El imperio de Alejandro trastocó las tradicionales coordenadas vitales de la Grecia Clásica y todos sus fundamentos éticos de forma que, los otrora ciudadanos en su polis, pasaron a ser súbditos en un imperio. Un imperio en el que, además, convivían razas diversas; un imperio que se extendía por tierras tan dispares de Grecia como Egipto, Mesopotamia o Judea; un imperio, en fin, en el que ya no tenían cabida exacta todas las viejas convicciones de la Grecia clásica. Es el período al que los historiadores designan con la palabra «helenismo», un período que se extiende desde la muerte de Alejandro (323 AEC) hasta la caída de Egipto en manos romanas y la subida al poder de Augusto como emperador (27 AEC), tres siglos que cambiaron la historia del mundo.
No es precisa demasiada imaginación para encontrar paralelismos entre la perplejidad de aquellos ciudadanos griegos —cuyos ejes de coordenadas se ampliaron desde la reducida geografía de sus polis— y la perplejidad de los ciudadanos de los siglos XX y XXI que han visto como sus estrechas coordenadas mentales vinculadas al estado-nación han quedado obsoletas frente a la dimensión mundial de nuestro presente.
Hoy las organizaciones nacionales han quedado desfasadas para resolver los problemas de dimensión mundial a que se enfrenta la humanidad. Los estados-nación se muestran torpes para resolver los problemas climáticos y ecológicos; los estados nación con sus pseudo-religiosas iconografías de patrias y banderas parecen más aptos para declarar guerras que para construir la paz; los estados nación, en suma, antes parecen dispuestos a hacer desaparecer la humanidad en medio de un holocausto mundial que a desaparecer ellos para que la humanidad pueda seguir adelante.
Los viejos habitantes de las polis, ante la pérdida del marco de referencia de sus ciudades estado desarrollaron nuevas corrientes filosóficas para enfrentar la nueva realidad. Frente a ese mundo hostil apareció un epicureísmo que buscaba la felicidad retrayéndose al ámbito reducido del hogar y a la ascética búsqueda de los placeres naturales y necesarios; junto a él el estoicismo nos enseñó a conllevar los males y a ajustar nuestra vida s las razones seminales del cosmos; el escepticismo comenzó a cuestionar las «fake news» de la época mientras el cinismo sometía a sistemática demolición las huecas convenciones sociales del momento. El pensamiento de Platón fue revisado por el neoplatonismo del cual bebió una nueva religión —el cristianismo— que fue también tomando prestados elementos de otras como el estoicismo.

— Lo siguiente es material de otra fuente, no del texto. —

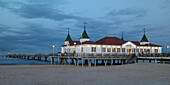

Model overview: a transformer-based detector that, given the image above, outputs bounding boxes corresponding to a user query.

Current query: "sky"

[0,0,170,54]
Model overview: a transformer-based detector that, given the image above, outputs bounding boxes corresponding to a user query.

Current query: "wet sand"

[0,63,170,85]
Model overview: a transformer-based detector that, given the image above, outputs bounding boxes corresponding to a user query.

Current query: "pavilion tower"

[65,28,72,45]
[140,28,149,45]
[80,22,90,42]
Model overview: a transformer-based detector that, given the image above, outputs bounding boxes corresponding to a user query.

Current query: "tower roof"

[140,28,149,42]
[121,32,124,40]
[140,34,149,42]
[81,23,89,39]
[65,28,72,41]
[81,29,89,38]
[65,34,72,41]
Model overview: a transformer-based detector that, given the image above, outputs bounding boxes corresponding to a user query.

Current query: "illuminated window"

[102,48,106,52]
[112,48,116,52]
[122,48,125,52]
[91,47,96,52]
[107,48,111,52]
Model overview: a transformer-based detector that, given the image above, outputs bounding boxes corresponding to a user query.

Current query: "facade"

[61,26,162,55]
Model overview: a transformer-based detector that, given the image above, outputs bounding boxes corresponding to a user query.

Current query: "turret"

[80,23,90,42]
[65,28,72,45]
[140,28,149,45]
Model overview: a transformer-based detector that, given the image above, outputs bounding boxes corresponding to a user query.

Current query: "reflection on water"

[0,56,53,65]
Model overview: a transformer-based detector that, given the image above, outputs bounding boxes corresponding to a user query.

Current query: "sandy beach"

[0,63,170,85]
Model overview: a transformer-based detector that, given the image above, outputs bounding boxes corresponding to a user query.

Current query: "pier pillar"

[71,59,74,64]
[121,60,124,65]
[136,59,138,63]
[44,57,47,61]
[102,60,104,64]
[74,59,77,65]
[113,60,115,65]
[96,60,98,64]
[155,59,157,63]
[85,60,88,64]
[81,58,83,67]
[77,59,79,66]
[94,59,96,66]
[104,60,107,66]
[88,59,91,67]
[68,58,70,65]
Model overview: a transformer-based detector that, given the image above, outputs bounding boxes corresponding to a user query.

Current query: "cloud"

[0,0,82,21]
[108,8,147,17]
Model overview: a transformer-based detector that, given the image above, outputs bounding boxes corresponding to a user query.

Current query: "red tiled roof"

[130,41,162,47]
[69,41,80,45]
[65,37,162,47]
[82,41,98,44]
[96,37,126,45]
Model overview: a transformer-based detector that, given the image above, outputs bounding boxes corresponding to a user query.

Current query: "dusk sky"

[0,0,170,54]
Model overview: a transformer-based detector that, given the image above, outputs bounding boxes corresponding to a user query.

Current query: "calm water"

[0,56,160,65]
[0,56,56,65]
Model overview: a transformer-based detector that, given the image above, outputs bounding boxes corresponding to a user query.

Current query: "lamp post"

[167,46,169,53]
[51,45,55,64]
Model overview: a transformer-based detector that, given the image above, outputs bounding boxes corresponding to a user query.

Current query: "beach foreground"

[0,63,170,85]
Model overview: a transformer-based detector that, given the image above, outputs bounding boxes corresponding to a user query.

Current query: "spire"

[140,28,149,42]
[65,27,72,41]
[81,22,89,39]
[121,32,124,40]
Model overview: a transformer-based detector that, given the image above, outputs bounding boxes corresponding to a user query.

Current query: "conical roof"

[81,29,89,38]
[140,34,149,42]
[65,28,72,41]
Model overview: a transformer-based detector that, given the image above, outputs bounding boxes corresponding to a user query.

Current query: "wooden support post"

[94,59,96,66]
[85,60,88,64]
[77,59,79,66]
[45,57,47,61]
[81,58,83,67]
[113,60,115,65]
[96,60,98,64]
[136,59,138,63]
[88,59,91,67]
[102,60,104,64]
[71,59,74,64]
[68,58,70,65]
[121,60,124,65]
[74,59,77,65]
[155,59,157,63]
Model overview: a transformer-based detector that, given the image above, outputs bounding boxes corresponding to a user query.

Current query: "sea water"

[0,56,160,65]
[0,56,54,65]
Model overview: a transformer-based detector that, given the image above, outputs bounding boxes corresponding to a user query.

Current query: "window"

[107,48,111,52]
[136,48,139,52]
[122,48,125,52]
[81,47,83,52]
[117,48,120,52]
[112,48,116,52]
[91,47,96,52]
[144,49,147,52]
[102,48,106,52]
[140,49,143,52]
[132,48,135,52]
[155,49,158,53]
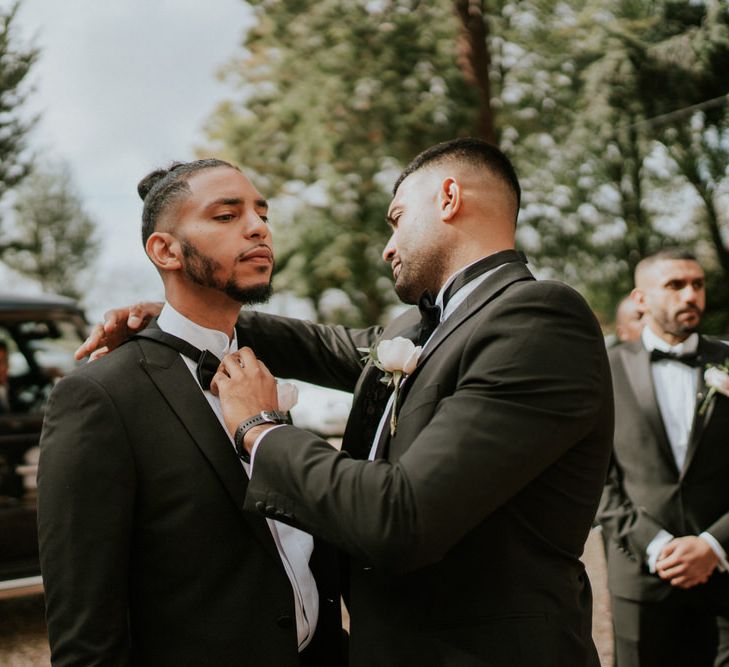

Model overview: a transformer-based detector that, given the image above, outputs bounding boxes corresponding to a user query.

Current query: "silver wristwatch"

[233,410,291,463]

¿Y ahora? ¿Qué recursos ideológico-filosóficos estamos movilizando para adaptarnos a la nueva realidad?
Los nacionalismos parecen seguir tan vigentes como siempre —a pesar de que sus principios están más cerca de las viejas religiones que del mundo actual—, los conflictos religiosos también y la vitalidad del estado-nación parece estar garantizada. Mientras, las organizaciones internacionales se muestran torpes para enfrentar la crisis climática, los conflictos interestados y el gobierno de una sociedad interconectada no sólo virtualmente sino también material y culturalmente.
Me planteo a qué nuevo estoicismo, epicureismo, escepticismo y cinismo habremos de recurrir para salir de esta discordante situación donde los problemas de todos son enfrentados por pequeñas unidades movidas por intereses particulares.
O quizá resulte que nuestra tecnología ha avanzado ya a una velocidad tal que nuestras sociedades no pueden adaptarse a ella en un plazo razonable y seguiremos resolviendo con conceptos del siglo I EC problemas del siglo XXI.
Yo, que usted, trataría de pensar algo.